Впервые я увидел его в Тенишевском
О, весна без конца и без краю,
Без конца и без краю мечта…
Стихами Блока я бредил, сходил от них с ума. Кому не было шестнадцати или восемнадцати лет в пору блоковского расцвета, тот этого не поймёт и даже, пожалуй, с недоумением пожмет плечами. Да, от Блока многое уцелело, осталось в русской поэзии навсегда. Но дух эпохи выветрился, обертона её, особые её веяния, её трепет, её надежды – это теперь неуловимо. А Блок был сердцем и сущностью эпохи, и теперь стихи его уже не те, не таковы, какими когда-то были. Это случается в истории искусства. Счастлив тот, кто был молод, когда появился вагнеровский «Тристан».
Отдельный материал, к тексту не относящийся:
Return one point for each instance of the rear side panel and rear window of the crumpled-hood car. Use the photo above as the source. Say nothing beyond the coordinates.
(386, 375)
Потом были редкие, случайные встречи. Помню, во «Всемирной литературе» Блок, после долгих проб и попыток, отказался переводить Бодлера, заявив, что «окончательно не любит его». Меня это озадачило и смутило. Помню эпизод с переводами Гейне.
Блок, эти переводы редактировавший, колебался, следует ли наново перевести «Два гренадера». Гумилёв вызвался предложить ему на выбор с десяток переводов знаменитой баллады и просил друзей и учеников этим заняться. Мы трудились целую неделю, и, право, некоторые переводы оказались совсем недурны. Но Блок отверг их – и оставил старый перевод Михайлова.
«Горит моя старая рана…» – задумчиво, чуть-чуть нараспев произнес он Михайловскую строчку, будто в укор всем нам, в том числе и Гумилёву.
У меня было письмо Блока, одно-единственное, увы, оставшееся в России, – письмо в ответ на первый, совсем маленький сборник стихов, который я ему послал. Насколько можно было по письму судить, стихи ему не понравились, да и могло ли быть иначе? За исключением трёх или четырёх строчек не нравились они и мне самому. Зачем я постарался их издать? Для глупого молодого удовольствия иметь «свой» сборник стихов – «как у других», о, поручик Берг! – и делать авторские надписи.
Письмо Блока по содержанию своему польстить мне никак не могло. Но сдержанно-отрицательную оценку искупил тон письма, дружественный, вернее – наставительно-дружественный, от старшего к младшему, проникнутый той особой, неподдельной человечностью, которая сквозит в каждом блоковском слове.
Последние строчки письма помню наизусть, хотя и прошло с тех пор почти полвека:
«Раскачнитесь выше на качелях жизни, и тогда вы увидите, что жизнь еще темнее и страшнее, чем кажется вам теперь».
У Бердяева, в его кламарском доме. Обсуждение книги Кестлера «Тьма в полдень». В прениях кто-то заметил, что любопытно было бы – будь это возможно! – пригласить на такое собрание Сталина, послушать, что он скажет.
Бердяев расхохотался.
– Сталина? Да Сталин прежде всего не понял бы, о чем речь. Я ведь встречался с ним, разговаривал. Он был практически умен, хитер, как лиса, но и туп, как баран. Это ведь бывает, я и других таких людей знал. Ленин, тот понял бы все с полуслова, но не стал бы слушать, а выругался бы и послал всех нас… сами знаете куда.